19 Marzo 2017

Carissimi Parrocchiani,

sostiamo ancora sugli avvenimenti relativi all’insediamento nella Terra Promessa che ci sono presentati dall’Antico Testamento sia nella prospettiva del ‘dono’, sia nella prospettiva della ‘conquista’, allo scopo di raccogliere qualche insegnamento.

Un primo dato significativo lo possiamo raccogliere dal fatto che gli Israeliti si stabiliscono in una terra abitata da altre popolazioni. Questi abitanti sul momento danno loro del filo da torcere, ma col tempo impareranno a convivere con loro. In questa convivenza si può vedere l’apertura universalistica insita nella vocazione di Israele. Il dono della elezione divina che lo distingue dagli altri popoli come tale rimane e, tuttavia, non va inteso in modo esclusivo, ma inclusivo degli altri popoli. Secondo la promessa fatta ad Abramo Dio vuole proprio attraverso Israele estendere a tutti i popoli la sua benedizione: “In te saranno benedetti tutti i popoli della terra” (Gen 12,3). Dunque, il disegno di salvezza che Dio porta avanti nella storia passa attraverso Israele, ma mira ad abbracciare tutta l’umanità senza escludere nessuno.

Un secondo dato significativo è costituito dal forte legame che il destino di Israele in quanto popolo eletto ha con il possesso della terra. Non si può capire la storia di questo popolo se non si tiene conto di questa relazione indissolubile con la terra. La promessa che Dio ha fatto a Israele di una terra è parte degli elementi costitutivi della sua identità di popolo di Dio. Questa promessa non è venuta meno nel tempo; anche dopo la venuta di Gesù, Israele conserva il suo diritto ad avere una terra. Tuttavia la Scrittura insegna – come fa ben notare Rossi de Gasperis – che questo dono viene accordato agli Israeliti “nelle modalità e nei tempi nascosti nelle pieghe misteriose della provvidenza storica del Signore dell’alleanza” (op. cit., p. 125). La sua concessione spetta solo a Dio che opera “come vuole, quando vuole e nella misura e nella proporzione che Egli vuole” (p. 126).

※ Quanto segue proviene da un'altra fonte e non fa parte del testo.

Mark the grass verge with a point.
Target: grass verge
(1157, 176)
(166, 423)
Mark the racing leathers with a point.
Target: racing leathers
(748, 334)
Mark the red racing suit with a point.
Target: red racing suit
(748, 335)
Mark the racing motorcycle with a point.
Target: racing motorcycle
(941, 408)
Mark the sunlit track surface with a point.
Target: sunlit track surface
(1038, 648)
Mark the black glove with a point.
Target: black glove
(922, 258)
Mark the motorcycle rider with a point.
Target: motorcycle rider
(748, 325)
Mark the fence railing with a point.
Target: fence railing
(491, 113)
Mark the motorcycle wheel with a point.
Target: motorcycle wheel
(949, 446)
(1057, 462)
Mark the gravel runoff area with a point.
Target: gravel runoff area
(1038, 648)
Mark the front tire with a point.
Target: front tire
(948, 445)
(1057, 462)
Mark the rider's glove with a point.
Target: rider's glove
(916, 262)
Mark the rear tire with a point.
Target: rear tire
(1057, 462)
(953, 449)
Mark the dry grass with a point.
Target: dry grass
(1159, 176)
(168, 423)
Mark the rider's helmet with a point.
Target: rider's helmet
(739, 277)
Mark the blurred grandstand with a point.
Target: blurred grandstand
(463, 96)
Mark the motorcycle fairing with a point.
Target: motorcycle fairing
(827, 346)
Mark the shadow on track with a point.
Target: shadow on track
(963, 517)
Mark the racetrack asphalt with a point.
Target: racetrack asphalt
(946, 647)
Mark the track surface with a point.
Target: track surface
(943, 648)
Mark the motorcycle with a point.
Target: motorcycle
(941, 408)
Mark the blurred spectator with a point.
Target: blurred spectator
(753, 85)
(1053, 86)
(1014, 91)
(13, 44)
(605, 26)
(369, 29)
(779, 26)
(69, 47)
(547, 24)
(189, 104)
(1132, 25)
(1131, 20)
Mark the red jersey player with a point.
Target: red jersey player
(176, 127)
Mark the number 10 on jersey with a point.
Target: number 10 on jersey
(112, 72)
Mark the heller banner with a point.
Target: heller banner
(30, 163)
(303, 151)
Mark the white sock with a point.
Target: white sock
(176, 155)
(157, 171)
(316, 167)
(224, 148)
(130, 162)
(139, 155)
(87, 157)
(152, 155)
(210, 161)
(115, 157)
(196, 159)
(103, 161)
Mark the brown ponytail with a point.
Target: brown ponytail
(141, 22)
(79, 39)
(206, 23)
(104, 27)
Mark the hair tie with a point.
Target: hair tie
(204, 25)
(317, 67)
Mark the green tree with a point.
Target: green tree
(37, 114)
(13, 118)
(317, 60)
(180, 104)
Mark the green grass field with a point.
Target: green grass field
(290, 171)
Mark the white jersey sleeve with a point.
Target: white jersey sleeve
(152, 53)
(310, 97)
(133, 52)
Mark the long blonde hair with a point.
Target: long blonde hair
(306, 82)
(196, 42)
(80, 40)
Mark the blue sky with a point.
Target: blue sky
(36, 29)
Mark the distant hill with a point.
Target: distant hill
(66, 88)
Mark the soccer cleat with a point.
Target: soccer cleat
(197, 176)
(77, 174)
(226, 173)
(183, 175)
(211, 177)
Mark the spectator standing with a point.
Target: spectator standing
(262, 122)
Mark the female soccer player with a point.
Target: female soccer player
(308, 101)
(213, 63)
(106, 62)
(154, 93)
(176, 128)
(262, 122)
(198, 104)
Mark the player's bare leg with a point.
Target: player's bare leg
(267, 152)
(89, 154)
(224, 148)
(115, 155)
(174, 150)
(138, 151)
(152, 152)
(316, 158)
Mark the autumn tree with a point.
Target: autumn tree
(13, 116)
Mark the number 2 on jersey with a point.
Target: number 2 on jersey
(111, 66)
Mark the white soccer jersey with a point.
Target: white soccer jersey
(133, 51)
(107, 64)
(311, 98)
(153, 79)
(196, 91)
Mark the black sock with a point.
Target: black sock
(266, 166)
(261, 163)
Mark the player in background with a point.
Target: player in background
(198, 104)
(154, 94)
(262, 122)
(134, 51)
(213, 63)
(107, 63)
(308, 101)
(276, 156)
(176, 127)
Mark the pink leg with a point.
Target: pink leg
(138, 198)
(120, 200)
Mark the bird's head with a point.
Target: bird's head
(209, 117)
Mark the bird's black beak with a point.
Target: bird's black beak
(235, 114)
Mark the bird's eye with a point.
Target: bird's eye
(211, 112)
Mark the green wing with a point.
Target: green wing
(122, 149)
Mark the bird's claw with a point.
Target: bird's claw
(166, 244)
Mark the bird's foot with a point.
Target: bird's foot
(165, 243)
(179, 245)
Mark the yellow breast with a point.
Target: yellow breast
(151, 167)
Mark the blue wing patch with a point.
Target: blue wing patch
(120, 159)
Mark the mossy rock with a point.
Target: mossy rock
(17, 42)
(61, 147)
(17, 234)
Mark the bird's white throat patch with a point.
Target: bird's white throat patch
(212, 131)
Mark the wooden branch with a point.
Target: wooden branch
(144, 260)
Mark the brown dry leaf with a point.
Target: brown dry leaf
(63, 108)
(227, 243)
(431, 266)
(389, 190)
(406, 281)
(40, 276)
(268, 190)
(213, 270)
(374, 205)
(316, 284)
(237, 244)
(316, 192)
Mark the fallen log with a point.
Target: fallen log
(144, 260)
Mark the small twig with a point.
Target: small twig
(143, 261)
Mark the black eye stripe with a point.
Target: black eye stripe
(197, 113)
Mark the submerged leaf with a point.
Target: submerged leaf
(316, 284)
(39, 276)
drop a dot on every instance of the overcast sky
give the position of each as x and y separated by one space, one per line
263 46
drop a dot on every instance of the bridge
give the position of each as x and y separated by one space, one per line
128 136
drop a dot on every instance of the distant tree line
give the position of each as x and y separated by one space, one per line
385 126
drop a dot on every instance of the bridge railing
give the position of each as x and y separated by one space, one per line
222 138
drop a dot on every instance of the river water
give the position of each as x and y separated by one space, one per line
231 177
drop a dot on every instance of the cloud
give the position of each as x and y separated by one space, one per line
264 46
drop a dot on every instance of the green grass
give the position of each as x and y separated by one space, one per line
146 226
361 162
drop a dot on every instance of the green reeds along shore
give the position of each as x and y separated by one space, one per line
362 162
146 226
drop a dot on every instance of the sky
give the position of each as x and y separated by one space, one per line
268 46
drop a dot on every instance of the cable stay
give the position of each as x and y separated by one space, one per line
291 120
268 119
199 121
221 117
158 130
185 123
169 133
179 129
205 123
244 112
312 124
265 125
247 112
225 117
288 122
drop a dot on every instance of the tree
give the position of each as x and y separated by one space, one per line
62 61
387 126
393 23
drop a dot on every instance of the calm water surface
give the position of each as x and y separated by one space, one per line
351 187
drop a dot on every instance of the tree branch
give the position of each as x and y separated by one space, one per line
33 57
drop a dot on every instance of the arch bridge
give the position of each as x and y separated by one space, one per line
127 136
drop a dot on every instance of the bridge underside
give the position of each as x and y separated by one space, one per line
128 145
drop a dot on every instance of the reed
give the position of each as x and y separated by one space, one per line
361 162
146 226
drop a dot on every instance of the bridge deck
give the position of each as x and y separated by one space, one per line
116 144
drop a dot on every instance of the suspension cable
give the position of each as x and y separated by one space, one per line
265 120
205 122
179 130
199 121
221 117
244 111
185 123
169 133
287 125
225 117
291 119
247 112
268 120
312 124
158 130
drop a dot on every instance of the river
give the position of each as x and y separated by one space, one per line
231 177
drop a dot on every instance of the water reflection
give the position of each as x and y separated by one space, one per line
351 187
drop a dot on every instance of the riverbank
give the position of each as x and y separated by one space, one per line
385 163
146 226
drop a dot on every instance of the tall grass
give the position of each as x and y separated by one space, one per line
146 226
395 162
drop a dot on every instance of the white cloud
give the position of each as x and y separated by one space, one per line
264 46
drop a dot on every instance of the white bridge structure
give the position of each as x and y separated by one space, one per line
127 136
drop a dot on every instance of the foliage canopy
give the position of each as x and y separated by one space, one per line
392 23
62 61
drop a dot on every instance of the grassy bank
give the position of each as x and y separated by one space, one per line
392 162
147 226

Un terzo dato significativo vogliamo raccogliere da questi racconti: il ‘dono-conquista’ della terra si realizza con la valorizzazione da parte di Dio di mezzi umani molto poveri. La strategia divina – come mette bene in luce ad esempio la vicenda di Gedeone – ha la caratteristica della piccolezza, dell’umiltà, dell’obbedienza. Sarà questa una costante dell’agire di Dio. Dio non opera in modo miracolistico, solitario; chiede sempre la collaborazione dell’uomo e si serve di mezzi umani: si tratta però di mezzi poveri. Proprio la sproporzione tra ciò che sono questi mezzi e il risultato conseguito mette bene in risalto la Provvidenza fedele e onnipotente con cui Dio opera nella storia.

Rimane ancora un insegnamento che mi sembra particolarmente significativo: il fatto che Dio realizzi il suo disegno di salvezza non costruendo una storia parallela a quella che si studia sui libri di storia, ma inserendosi nella trama della storia umana e facendo sì che i singoli avvenimenti, nonostante i loro limiti e le loro contraddizioni, concorrano a raggiungere lo scopo di salvezza che Gli sta a cuore. Ma di questo parleremo la prossima volta.